Breeding the Deepwater Fairy Wrasse (Cirrhilabrus bathyphilus)
Cirrhilabrus bathyphilus is a true deepwater Coral Sea fairy wrasse. As a protogynous, open-water spawner from depths well beyond reef-collecting norms, it is not bred by hobbyists; this guide covers the biology.
Overview
Cirrhilabrus bathyphilus (Randall & Nagareda, 2002) is a deepwater fairy wrasse of the family Labridae from the Coral Sea in the Western Pacific, known from Holmes Reef and Chesterfield Bank at depths of about 60 to 217 m (FishBase). It reaches around 7.6 cm standard length and is a benthic, reef-associated species. Its reproduction follows the genus pattern of sex change, courtship display and open-water spawning.
Sexing
The species is a protogynous sequential hermaphrodite: all individuals begin as females and the dominant female of a group later becomes a functional male (Reef Builders). Terminal males are larger and more strongly coloured than females and juveniles. Reliable sexing therefore depends on the terminal male phase rather than on inspecting individual subadults.
Conditioning
As a deepwater zooplankton feeder, the species would only reach breeding condition on regular small feedings of meaty marine foods. No captive conditioning protocol exists because the fish is not propagated in aquaria; the genus is most reproductively active when well fed within a stable, mature marine system, and its deepwater origin makes even routine care demanding.
Breeding Setup
Natural reproduction occurs in haremic groups led by a single terminal male. No documented home setup produces fry, because eggs broadcast into the water column are normally lost to filtration or predation before collection. The deepwater habitat means specimens require careful decompression and acclimation on collection, compounding the difficulty of any breeding attempt.

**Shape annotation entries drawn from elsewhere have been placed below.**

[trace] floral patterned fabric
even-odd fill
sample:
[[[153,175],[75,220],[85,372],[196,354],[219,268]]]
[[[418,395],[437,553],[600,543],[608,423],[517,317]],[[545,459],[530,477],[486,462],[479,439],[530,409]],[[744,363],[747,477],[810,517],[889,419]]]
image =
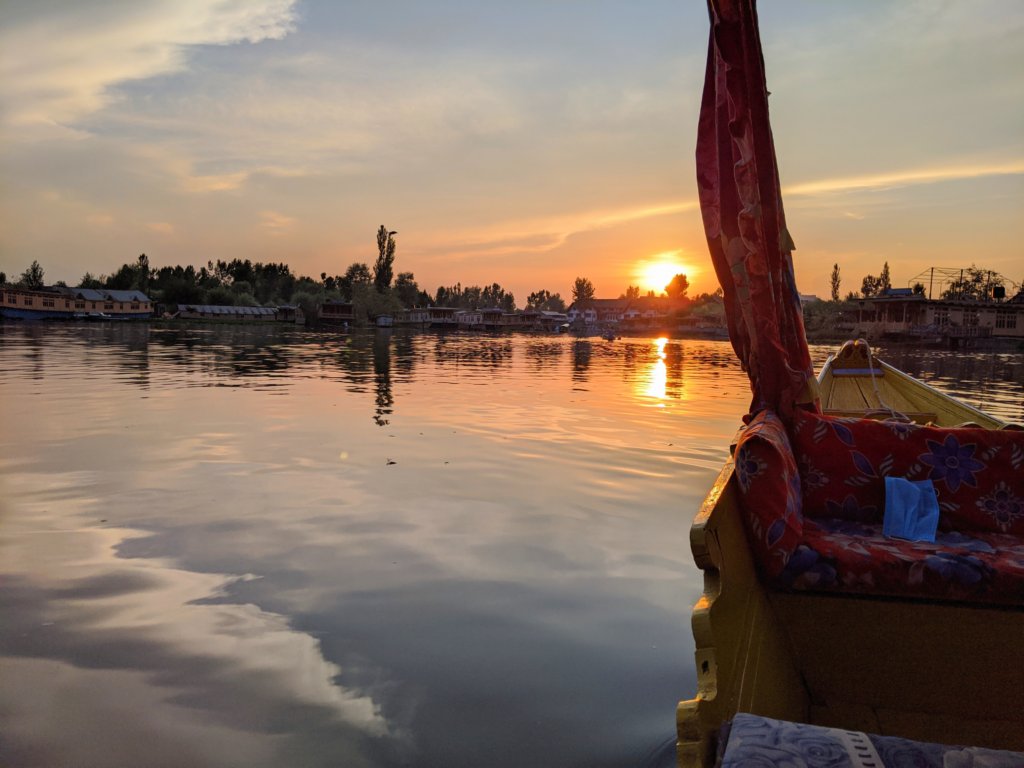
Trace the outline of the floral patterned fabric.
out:
[[[722,768],[1021,768],[1024,753],[911,741],[740,713],[723,734]],[[869,756],[869,757],[868,757]]]
[[[755,557],[776,585],[1024,605],[1024,432],[770,411],[735,454]],[[883,535],[886,475],[930,478],[934,543]]]
[[[711,35],[697,122],[697,194],[729,339],[751,378],[751,413],[788,415],[817,381],[793,273],[794,244],[768,120],[753,0],[708,0]]]
[[[775,414],[754,417],[736,444],[735,473],[746,530],[770,578],[782,573],[803,537],[800,473]]]
[[[795,589],[1024,605],[1024,539],[939,531],[936,541],[889,539],[882,523],[807,519],[778,581]]]
[[[797,415],[792,432],[808,517],[877,522],[885,477],[930,479],[943,530],[1024,537],[1024,433]]]

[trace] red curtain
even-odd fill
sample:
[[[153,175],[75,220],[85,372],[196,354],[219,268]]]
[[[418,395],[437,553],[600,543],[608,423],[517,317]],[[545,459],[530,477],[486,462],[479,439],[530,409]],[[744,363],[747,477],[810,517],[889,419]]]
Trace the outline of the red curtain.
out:
[[[697,127],[697,188],[725,294],[729,338],[751,378],[751,414],[816,400],[793,240],[785,228],[755,0],[708,0],[711,38]]]

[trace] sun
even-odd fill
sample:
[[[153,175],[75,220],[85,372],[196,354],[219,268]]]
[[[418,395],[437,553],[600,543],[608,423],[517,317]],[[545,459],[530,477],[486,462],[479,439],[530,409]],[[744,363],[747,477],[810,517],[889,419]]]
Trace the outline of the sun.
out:
[[[637,264],[636,275],[644,292],[653,291],[660,295],[677,274],[685,274],[690,283],[693,282],[692,269],[679,260],[676,251],[652,256]]]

Spawning Behavior & Trigger
Spawning is preceded by a nuptial display in which the male intensifies his colours, often flushing metallic blue or white across the fins, flares all fins and swims in rapid bursts to court females and ward off rivals; the heightened colour holds only seconds before fading (Reef Builders). The act itself is a quick paired ascent into open water, typically around dusk, with eggs and milt released together.
Egg & Fry Care
The eggs are buoyant and pelagic, given no parental care, and they hatch into tiny planktonic larvae that feed on minute zooplankton. Rearing such larvae requires dense live-food cultures and managed larval tanks, which is why fairy-wrasse fry are essentially unreared by hobbyists and only sporadically produced in research programmes.
Common Challenges
The barriers are biological and practical: minute pelagic eggs lost to filtration or predation, first-feeding larvae that need foods finer than ordinary rotifers, the prerequisite of a stable male-led harem, and a deepwater origin that demands careful collection and acclimation. The species therefore stays a wild-collected reef fish, with a realistic aquarium goal of a healthy display group rather than reproduction.